You are billed per token, not per word or character. API pricing is quoted per million input tokens and per million output tokens. Your real cost is a tokenizer-output count you cannot eyeball — and it is asymmetric. Because a chunk of English is roughly 0.75 words per token but the same content in many other languages takes two to four times as many tokens, an identical chatbot can cost 2–4x more per turn for non-English users, while also exhausting its context budget faster for them. Compact formatting (fewer spaces, less boilerplate) is genuinely cheaper, because whitespace and punctuation are real tokens too.

The context window is measured in tokens. A "200K context window" means 200,000 tokens of input plus output, not 200,000 words and not 200,000 characters. Estimating it in words will overshoot; estimating it for non-English or code-heavy text without measuring will mislead you. When a long document mysteriously will not fit, the explanation is almost always that its token count is well above its word count.

STEP 4

The failure modes that trace back to tokens.

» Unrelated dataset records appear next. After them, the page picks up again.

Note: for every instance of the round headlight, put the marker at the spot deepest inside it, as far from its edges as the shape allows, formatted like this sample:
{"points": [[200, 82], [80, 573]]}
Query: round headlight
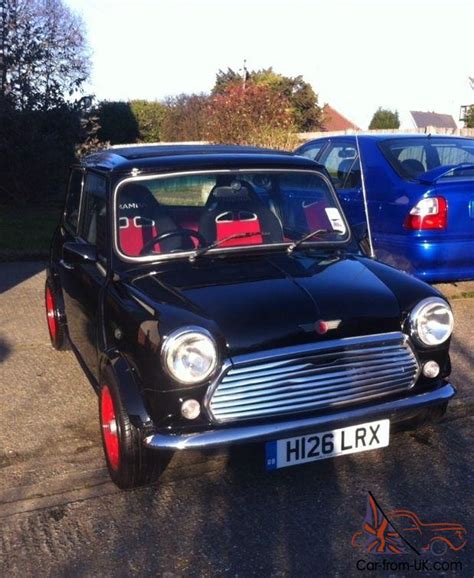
{"points": [[189, 355], [431, 321]]}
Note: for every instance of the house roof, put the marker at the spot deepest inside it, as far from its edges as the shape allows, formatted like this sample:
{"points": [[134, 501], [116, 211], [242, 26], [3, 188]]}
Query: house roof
{"points": [[334, 120], [424, 119]]}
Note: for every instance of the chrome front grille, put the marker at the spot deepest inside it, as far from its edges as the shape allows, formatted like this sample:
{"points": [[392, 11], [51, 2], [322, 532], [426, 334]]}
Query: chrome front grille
{"points": [[316, 376]]}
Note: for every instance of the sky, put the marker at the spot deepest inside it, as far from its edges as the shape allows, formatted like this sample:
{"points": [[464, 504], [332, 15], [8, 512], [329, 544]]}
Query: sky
{"points": [[357, 54]]}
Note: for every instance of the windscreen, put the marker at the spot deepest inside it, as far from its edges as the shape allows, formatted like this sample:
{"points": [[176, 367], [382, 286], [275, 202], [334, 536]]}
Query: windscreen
{"points": [[179, 213]]}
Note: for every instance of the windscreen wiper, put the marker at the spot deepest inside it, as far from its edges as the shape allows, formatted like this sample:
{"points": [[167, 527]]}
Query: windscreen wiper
{"points": [[317, 233], [204, 250]]}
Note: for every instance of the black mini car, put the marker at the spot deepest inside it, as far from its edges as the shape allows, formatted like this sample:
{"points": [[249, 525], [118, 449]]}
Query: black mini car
{"points": [[217, 296]]}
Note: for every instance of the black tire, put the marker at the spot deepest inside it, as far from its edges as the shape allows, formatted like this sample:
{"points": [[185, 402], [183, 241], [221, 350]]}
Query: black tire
{"points": [[438, 547], [55, 318], [134, 465]]}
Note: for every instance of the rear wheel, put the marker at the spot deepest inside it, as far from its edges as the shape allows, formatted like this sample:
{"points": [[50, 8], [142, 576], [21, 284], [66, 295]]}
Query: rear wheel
{"points": [[56, 328], [129, 462]]}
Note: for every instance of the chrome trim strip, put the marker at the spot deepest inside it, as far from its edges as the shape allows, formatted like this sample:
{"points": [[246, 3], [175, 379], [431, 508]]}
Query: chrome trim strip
{"points": [[397, 411], [253, 248]]}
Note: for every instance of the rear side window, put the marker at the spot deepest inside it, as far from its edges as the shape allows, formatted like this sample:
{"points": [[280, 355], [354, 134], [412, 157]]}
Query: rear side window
{"points": [[411, 157], [94, 224], [453, 155], [342, 164], [73, 201], [313, 150]]}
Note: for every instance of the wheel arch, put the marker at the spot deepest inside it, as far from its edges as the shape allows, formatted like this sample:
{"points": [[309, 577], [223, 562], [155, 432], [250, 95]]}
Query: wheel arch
{"points": [[129, 389]]}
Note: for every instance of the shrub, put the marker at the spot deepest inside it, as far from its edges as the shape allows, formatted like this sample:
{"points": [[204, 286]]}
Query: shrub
{"points": [[384, 118], [253, 115], [117, 122], [185, 118], [149, 115]]}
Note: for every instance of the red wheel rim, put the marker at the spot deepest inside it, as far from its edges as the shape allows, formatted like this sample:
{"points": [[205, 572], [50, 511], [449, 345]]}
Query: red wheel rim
{"points": [[109, 428], [51, 314]]}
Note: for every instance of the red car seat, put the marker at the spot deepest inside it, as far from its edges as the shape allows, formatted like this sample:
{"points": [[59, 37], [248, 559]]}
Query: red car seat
{"points": [[141, 217], [235, 209]]}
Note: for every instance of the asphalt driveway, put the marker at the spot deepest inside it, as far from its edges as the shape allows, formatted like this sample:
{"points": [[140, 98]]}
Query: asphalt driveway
{"points": [[211, 515]]}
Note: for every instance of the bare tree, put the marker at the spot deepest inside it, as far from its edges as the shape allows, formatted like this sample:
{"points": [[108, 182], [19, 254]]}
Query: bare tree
{"points": [[46, 57]]}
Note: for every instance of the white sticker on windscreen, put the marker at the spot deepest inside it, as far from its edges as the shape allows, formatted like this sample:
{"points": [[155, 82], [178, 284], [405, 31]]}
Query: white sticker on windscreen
{"points": [[335, 219]]}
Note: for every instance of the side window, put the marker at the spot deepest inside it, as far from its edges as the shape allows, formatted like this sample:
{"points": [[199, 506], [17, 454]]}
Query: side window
{"points": [[73, 201], [413, 159], [313, 150], [94, 223], [341, 163], [453, 155]]}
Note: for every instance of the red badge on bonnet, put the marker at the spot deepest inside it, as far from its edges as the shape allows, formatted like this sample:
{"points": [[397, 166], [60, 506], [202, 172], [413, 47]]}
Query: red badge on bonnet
{"points": [[321, 327]]}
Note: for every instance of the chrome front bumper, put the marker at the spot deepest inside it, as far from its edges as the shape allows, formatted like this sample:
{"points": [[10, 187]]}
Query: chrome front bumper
{"points": [[398, 411]]}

Several puzzling behaviours have a single root in tokenization, and recognising the signature saves hours of misdiagnosis:

  • Bad at spelling and character counting. Ask a model how many "r"s are in "strawberry" and it may stumble. It never saw the letters — it saw a couple of subword tokens. Character-level tasks fight against the representation the model actually operates on.
  • Truncated output mid-word. A response cut off at a strange point usually hit the max_tokens limit, not a content boundary. The limit is counted in tokens, so a budget that looks generous in words can run out earlier than expected, especially with non-English text.
  • Inconsistent behaviour on look-alike inputs. A prompt that works with plain quotes can behave differently with "smart" curly quotes because the two characters tokenize differently — and the model saw the ASCII form vastly more often during training. Inputs that look identical to a human can be different sequences to the model.

The single highest-leverage habit: when a prompt is misbehaving on cost, length, or weird edge cases, look at its tokenization before changing anything else. Tokens are the real unit the model operates on; reasoning about text in words or characters is reasoning about a layer the model never sees.